La création de MPE par les jeunes est devenue depuis plus de deux décennies une stratégie privilégiée du Maroc pour non seulement surmonter les difficultés d’insertion des diplômés dans la vie professionnelle, mais également afin de contribuer positivement au développement socioéconomique du pays. En effet, l’accroissement du nombre de jeunes diplômés sans emploi, la réduction des opportunités dans l’emploi public ainsi que la nécessité de relever les défis de la compétitivité du Maroc ont amené les autorités nationales à s’intéresser davantage à la promotion des entreprises de petite dimension.Cependant, le poids économique et social essentiel de cette population d’entreprises et les grandes contraintes auxquelles elles sont confrontées ont poussé l’État à mettre en place une stratégie globale de soutien et d’accompagnement et cela dès le début des années 70. En effet, la création de MPE pose, souvent, beaucoup d’obstacles aux jeunes diplômés.
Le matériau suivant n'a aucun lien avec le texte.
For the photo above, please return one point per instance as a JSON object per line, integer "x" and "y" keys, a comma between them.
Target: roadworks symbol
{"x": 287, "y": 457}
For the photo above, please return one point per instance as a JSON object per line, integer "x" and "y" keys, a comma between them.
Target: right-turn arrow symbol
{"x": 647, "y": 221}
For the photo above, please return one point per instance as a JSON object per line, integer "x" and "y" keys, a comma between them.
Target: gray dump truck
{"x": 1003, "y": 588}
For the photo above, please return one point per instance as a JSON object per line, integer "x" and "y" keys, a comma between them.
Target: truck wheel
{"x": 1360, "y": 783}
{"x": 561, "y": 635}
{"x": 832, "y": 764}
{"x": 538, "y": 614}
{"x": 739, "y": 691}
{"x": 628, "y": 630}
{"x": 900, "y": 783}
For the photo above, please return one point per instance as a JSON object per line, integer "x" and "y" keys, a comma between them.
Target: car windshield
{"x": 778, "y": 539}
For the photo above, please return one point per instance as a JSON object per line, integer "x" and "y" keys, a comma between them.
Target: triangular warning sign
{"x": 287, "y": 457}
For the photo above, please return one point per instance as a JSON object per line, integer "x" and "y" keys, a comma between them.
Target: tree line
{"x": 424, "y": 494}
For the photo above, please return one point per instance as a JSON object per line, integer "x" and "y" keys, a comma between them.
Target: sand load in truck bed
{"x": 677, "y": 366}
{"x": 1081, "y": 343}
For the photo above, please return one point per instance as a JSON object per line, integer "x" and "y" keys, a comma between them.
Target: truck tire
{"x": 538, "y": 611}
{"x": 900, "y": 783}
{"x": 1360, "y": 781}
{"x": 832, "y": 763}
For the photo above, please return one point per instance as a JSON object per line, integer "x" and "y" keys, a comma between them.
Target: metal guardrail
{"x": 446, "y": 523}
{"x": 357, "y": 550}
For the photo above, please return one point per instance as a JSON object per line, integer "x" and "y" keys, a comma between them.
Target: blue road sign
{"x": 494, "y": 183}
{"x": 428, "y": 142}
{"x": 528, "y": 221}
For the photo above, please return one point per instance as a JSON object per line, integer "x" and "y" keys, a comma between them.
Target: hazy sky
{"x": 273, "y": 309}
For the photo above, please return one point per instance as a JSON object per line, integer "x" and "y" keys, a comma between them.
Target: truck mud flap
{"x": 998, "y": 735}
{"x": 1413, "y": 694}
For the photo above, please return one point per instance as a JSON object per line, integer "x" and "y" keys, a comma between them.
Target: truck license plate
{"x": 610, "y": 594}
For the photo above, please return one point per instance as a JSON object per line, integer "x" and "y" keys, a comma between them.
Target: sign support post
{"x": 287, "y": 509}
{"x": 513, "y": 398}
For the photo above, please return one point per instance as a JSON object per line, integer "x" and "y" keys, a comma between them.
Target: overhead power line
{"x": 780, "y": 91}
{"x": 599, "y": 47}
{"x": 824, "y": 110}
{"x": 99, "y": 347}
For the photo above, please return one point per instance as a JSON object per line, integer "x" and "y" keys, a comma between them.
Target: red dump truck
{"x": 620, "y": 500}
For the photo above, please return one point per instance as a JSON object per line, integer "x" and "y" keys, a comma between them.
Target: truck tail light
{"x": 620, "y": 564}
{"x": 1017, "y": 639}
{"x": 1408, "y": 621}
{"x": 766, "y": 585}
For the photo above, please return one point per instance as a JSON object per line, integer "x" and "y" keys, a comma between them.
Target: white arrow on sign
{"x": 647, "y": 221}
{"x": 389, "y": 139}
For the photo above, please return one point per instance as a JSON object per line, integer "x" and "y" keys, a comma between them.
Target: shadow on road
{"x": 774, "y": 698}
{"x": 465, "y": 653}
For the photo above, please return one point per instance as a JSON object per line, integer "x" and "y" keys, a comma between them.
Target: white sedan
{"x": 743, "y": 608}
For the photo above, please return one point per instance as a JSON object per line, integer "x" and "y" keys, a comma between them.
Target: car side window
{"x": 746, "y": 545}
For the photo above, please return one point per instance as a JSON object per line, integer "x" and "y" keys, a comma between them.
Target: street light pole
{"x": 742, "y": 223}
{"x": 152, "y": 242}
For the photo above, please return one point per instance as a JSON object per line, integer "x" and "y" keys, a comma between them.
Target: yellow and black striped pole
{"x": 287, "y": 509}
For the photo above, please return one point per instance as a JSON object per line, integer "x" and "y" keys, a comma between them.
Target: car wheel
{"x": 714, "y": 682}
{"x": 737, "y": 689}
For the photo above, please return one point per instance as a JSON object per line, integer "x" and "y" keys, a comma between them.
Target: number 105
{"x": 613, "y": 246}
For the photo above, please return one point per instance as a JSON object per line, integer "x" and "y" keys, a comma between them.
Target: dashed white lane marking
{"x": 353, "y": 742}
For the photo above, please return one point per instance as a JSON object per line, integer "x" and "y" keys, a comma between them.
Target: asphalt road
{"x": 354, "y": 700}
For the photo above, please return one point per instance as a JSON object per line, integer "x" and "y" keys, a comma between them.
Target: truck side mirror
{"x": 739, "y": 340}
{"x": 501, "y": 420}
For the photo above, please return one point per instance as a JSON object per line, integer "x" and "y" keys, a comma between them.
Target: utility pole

Ces contraintes sont liées d’un côté, à l’environnement externe hostile à la création comme le financement, la lourdeur et la complexité des procédures administratives, la réglementation non adaptée, etc., et de l’autre côté, les contraintes internes inhérentes aux capacités managériales en raison principalement du manque de formation tant à l’esprit d’entreprise qu’à la gestion et à l’absence d’accompagnement en termes de conseil, d’assistance…
Avec l’aggravation du chômage et de la pauvreté suite à la mise en application du Programme d’ajustement structurel (PAS) au début des années 80, la politique de l’État s’est orientée de plus en plus vers la création et le développement des MPE par les jeunes à travers une stratégie publique de promotion de l’auto emploi afin de faire face aux énormes déséquilibres sociaux engendrés par la politique d’austérité initiée au début des années quatre-vingt du siècle précédant. Ainsi, par exemple, dès 1987, les pouvoirs publics ont mis en place une nouvelle modalité de financement appelée «crédits jeunes promoteurs» concrétisée par la loi n° 36 /87, puis par la loi 13 /94, ce qui a permis la mise en œuvre d’un Fonds spécial d’un milliard de DH pour la promotion de la création de MPE par de jeunes diplômés chômeurs. D’autres mécanismes ont été ensuite émis en œuvre par l’État afin de promouvoir l’entrepreneuriat des jeunes Au terme de plusieurs années de mise à l’épreuve, les résultats obtenus par ces mécanismes financiers apparaissent extrêmement faibles. Ceci peut s’expliquer par plusieurs facteurs : lenteur et complexité des formalités des crédits, les réticences manifestées par les banques, les difficultés de faire d’un diplômé un créateur d’entreprise…
Tirant les leçons de ces expériences, les pouvoirs publics ont lancé depuis le 1er juillet 2006, le programme Moukawalati. Il s’agit d’un programme national d’appui à la création et à la gestion de 30 000 micros et petites entreprises. Ce qui pourrait générer entre 60 000 et 90 000 emplois (soit 2 à 3 emplois par MPE). Ce programme cible les diplômés lauréats de la formation professionnelle ainsi que les chômeurs diplômés de l’enseignement supérieur ou ayant leur baccalauréat. Ceci a été élargi aux non-diplômés par la suite.En plus de sa dimension financière, il est prévu un accompagnement des jeunes tout au long des phases cruciales de création et de développement de leur petite entreprise. De même, le parcours entrepreneurial est simplifié puisque désormais, il suffit de se rendre à l’un des centres Moukawalati en vue d’une présélection avant de soumettre le dossier du candidat à la commission régionale, présidée par le wali de la région. L’inscription au programme se fait auprès d’un seul guichet d’accueil, choisi par le porteur de projet. Ce guichet devient alors son unique interlocuteur. Quand la sélection est définitive, elle est soumise à une procédure d’accompagnement du porteur de projet sous forme de formation managériale, administrative et financière, de simulation du Business Plan pour améliorer les capacités de communication du candidat avant la présentation du dossier au financement bancaire...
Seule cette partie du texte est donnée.